The Irony I Cannot Escape#

I am writing this on my own blog at magnus919.com, which is built with Hugo and served through DigitalOcean. It does not support Accept: text/markdown. If you hit my site with that header today, you get the same HTML as everyone else.

There is another layer to this. Ghost CMS runs three of my sites (rdumesh.org, southeastme.sh, groktop.us). Ghost’s own documentation at docs.ghost.org maintains an llms.txt, but the platform does not ship it for customers. I checked.

The story gets more interesting than a simple missing feature. Someone submitted a pull request to add llms.txt to Ghost on April 14. It adds generation for both llms.txt and llms-full.txt, per-page markdown export, and an admin toggle. It has been open for almost a month with three comments and eight review comments. And someone else asked about content negotiation in issue #26968 and was told the project does not track feature requests on GitHub, to post on the forum instead.

Hugo, the static site generator this very blog runs on, has had an open proposal for llms.txt generation since November 2025. Six months. No implementation. No pull request. Someone filed a duplicate in April 2026 and it was closed within the hour.

So the people who built the tool understand the value well enough to use it themselves. A contributor built the feature. It is sitting in a pull request. And the project’s process routes feature requests away from the issue tracker entirely. That kind of friction tells you the ecosystem is still early.

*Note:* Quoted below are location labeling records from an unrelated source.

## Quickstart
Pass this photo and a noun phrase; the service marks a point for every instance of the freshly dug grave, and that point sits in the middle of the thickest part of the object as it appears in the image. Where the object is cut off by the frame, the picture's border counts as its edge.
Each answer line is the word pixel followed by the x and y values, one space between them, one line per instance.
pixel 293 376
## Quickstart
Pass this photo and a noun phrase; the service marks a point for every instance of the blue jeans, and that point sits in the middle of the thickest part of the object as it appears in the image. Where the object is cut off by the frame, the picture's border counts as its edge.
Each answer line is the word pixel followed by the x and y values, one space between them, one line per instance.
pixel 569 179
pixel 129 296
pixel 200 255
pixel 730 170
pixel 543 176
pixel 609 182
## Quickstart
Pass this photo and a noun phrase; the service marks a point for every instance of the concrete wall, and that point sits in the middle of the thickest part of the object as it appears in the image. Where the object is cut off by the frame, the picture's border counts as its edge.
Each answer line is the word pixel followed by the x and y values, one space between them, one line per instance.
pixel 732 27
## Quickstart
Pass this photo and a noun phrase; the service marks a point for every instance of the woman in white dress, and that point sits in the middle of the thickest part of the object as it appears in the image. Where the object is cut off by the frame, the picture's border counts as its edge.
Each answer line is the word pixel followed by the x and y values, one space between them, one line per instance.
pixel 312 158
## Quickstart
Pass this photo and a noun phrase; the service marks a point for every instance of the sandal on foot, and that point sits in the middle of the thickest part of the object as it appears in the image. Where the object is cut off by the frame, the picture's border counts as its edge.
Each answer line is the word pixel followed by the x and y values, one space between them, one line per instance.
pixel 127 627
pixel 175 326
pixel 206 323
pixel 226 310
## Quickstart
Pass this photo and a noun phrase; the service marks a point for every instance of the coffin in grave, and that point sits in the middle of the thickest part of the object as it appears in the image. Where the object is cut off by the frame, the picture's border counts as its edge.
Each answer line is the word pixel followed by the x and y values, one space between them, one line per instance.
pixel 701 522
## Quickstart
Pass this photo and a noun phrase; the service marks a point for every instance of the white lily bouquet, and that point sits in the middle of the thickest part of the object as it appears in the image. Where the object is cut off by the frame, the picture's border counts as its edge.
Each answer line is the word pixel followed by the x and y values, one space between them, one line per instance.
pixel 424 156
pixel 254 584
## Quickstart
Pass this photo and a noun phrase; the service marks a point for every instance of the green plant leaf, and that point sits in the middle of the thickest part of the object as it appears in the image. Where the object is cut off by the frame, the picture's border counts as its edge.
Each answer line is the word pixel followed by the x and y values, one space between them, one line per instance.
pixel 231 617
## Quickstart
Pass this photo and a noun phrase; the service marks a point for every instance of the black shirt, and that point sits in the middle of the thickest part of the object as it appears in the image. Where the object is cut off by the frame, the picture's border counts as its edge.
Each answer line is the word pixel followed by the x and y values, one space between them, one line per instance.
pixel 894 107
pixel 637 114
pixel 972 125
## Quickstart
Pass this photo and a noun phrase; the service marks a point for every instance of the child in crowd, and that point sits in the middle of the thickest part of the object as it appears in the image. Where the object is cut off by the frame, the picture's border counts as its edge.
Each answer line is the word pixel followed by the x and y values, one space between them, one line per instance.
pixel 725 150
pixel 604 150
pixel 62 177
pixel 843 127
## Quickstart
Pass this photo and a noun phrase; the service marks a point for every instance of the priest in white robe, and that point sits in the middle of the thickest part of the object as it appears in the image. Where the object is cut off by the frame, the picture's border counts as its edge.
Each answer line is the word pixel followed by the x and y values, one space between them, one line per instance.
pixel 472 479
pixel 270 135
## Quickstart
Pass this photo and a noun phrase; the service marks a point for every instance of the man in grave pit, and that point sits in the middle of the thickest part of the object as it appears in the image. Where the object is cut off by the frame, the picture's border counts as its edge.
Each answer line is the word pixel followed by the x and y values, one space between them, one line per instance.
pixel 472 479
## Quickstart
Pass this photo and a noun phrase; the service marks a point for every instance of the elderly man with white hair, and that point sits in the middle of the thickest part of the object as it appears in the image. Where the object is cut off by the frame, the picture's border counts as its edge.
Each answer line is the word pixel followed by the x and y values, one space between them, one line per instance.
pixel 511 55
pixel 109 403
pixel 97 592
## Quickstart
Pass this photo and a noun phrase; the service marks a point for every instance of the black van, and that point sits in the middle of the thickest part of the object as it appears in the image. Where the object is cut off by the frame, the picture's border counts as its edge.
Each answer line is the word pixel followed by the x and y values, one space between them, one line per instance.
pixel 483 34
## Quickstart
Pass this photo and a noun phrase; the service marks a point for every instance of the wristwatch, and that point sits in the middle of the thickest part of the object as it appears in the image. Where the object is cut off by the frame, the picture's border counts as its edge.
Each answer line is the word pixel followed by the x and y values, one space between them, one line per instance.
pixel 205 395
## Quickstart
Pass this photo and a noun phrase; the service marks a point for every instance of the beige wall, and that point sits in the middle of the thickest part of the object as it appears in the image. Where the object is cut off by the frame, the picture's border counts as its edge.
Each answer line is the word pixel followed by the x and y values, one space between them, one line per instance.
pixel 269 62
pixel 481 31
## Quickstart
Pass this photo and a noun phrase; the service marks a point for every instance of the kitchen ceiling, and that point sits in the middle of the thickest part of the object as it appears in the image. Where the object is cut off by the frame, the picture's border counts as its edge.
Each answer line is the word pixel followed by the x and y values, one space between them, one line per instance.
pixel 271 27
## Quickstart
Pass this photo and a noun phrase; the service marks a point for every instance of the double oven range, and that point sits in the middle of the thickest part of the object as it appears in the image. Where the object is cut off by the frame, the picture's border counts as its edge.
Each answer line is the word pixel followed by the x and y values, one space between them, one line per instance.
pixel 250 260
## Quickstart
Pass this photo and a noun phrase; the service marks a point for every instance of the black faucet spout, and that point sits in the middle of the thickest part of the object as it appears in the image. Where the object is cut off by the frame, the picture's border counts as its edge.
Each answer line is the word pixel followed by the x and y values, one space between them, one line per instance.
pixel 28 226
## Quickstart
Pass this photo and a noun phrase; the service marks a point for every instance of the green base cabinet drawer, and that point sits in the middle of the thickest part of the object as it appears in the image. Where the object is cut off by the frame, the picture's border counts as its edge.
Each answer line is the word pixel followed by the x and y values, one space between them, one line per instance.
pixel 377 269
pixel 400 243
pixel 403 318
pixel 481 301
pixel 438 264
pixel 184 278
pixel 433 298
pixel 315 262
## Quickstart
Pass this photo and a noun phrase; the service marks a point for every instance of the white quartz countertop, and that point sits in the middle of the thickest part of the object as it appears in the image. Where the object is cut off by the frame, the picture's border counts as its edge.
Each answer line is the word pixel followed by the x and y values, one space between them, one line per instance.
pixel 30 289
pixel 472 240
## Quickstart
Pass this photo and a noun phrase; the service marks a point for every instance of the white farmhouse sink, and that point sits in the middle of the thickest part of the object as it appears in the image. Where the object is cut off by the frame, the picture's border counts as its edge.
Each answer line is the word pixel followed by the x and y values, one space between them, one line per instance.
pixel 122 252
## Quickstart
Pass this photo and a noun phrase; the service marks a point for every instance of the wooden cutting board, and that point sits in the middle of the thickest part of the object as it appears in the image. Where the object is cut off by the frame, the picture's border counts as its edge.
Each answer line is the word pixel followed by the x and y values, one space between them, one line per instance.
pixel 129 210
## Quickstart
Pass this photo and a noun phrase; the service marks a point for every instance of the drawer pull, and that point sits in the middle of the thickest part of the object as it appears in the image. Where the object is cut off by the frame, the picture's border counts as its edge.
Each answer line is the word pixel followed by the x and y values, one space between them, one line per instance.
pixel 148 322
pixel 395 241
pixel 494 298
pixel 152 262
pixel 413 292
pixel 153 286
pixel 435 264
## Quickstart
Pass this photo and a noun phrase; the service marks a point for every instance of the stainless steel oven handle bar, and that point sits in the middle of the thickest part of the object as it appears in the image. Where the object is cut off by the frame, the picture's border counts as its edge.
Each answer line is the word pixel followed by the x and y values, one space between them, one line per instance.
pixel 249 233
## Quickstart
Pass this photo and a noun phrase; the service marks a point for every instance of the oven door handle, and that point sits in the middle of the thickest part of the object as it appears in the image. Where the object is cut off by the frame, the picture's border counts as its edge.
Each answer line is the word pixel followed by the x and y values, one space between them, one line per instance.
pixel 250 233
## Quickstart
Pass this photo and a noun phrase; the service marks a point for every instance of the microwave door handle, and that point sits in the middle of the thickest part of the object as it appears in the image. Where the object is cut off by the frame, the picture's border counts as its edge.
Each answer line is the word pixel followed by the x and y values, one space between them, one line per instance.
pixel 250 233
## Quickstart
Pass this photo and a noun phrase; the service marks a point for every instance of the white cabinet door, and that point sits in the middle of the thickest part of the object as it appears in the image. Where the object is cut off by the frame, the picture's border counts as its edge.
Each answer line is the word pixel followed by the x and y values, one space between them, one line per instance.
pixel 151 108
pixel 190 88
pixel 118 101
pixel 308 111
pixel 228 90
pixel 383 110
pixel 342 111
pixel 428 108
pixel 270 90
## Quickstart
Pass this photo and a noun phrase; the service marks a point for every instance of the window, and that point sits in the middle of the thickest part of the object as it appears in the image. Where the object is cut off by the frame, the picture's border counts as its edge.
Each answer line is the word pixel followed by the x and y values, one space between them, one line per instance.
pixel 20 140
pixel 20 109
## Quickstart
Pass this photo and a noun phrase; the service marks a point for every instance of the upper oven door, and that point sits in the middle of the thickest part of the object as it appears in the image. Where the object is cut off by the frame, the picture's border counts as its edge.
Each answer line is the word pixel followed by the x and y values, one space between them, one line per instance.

I am irritated enough by all of this to consider what it would take to fix it on my own sites. Hugo generates static HTML from markdown source files, and my markdown source files still exist on disk at the corresponding paths. A small middleware layer in my deployment pipeline or a configuration change in my web server could serve the markdown source when the right header comes in. It would not be hard. The question is whether enough agents will ask for it to make the effort worthwhile. Based on what I am seeing from Cloudflare, from the coding agent tooling, and from the WordPress ecosystem, I think the answer is yes. And it will only become more yes over time.

What This Would Look Like#

The effort involved depends entirely on where you are in the stack.

If you are on WordPress, there are plugins that handle this in minutes. The Serve Markdown plugin and Markdown Negotiation for Agents both work out of the box with no server configuration changes. If you are on Cloudflare, you toggle a switch in the dashboard and the edge network handles HTML-to-markdown conversion for your entire site. If you are on a Rust-based static file server, you pass --accept-markdown at startup.

If you are on a static site generator like Hugo, the path is harder. Your markdown source files exist on disk and your static HTML is generated from them, but serving those source files with the right content type requires either middleware in your deployment pipeline, a web server configuration that can do content negotiation against a separate file tree, or a platform change. I am looking at this problem on my own site right now and the honest answer is that it might not be worth doing on the current stack. It might make more sense to migrate to a platform where this comes built in.

That tension is the point. The web has 27 years of architectural debt that makes some things easy and other things disproportionately hard. WordPress.org ships markdown on every page because they built the platform and could add a feature. The rest of us are working with whatever we inherited. But the gap matters because it creates an incentive to choose platforms that treat agents as first-class citizens. If your CMS vendor offers this and another does not, that is a real factor in a migration decision.

The goal is not to shame individual site owners for not having it. The goal is to build enough momentum that platform vendors start competing on it.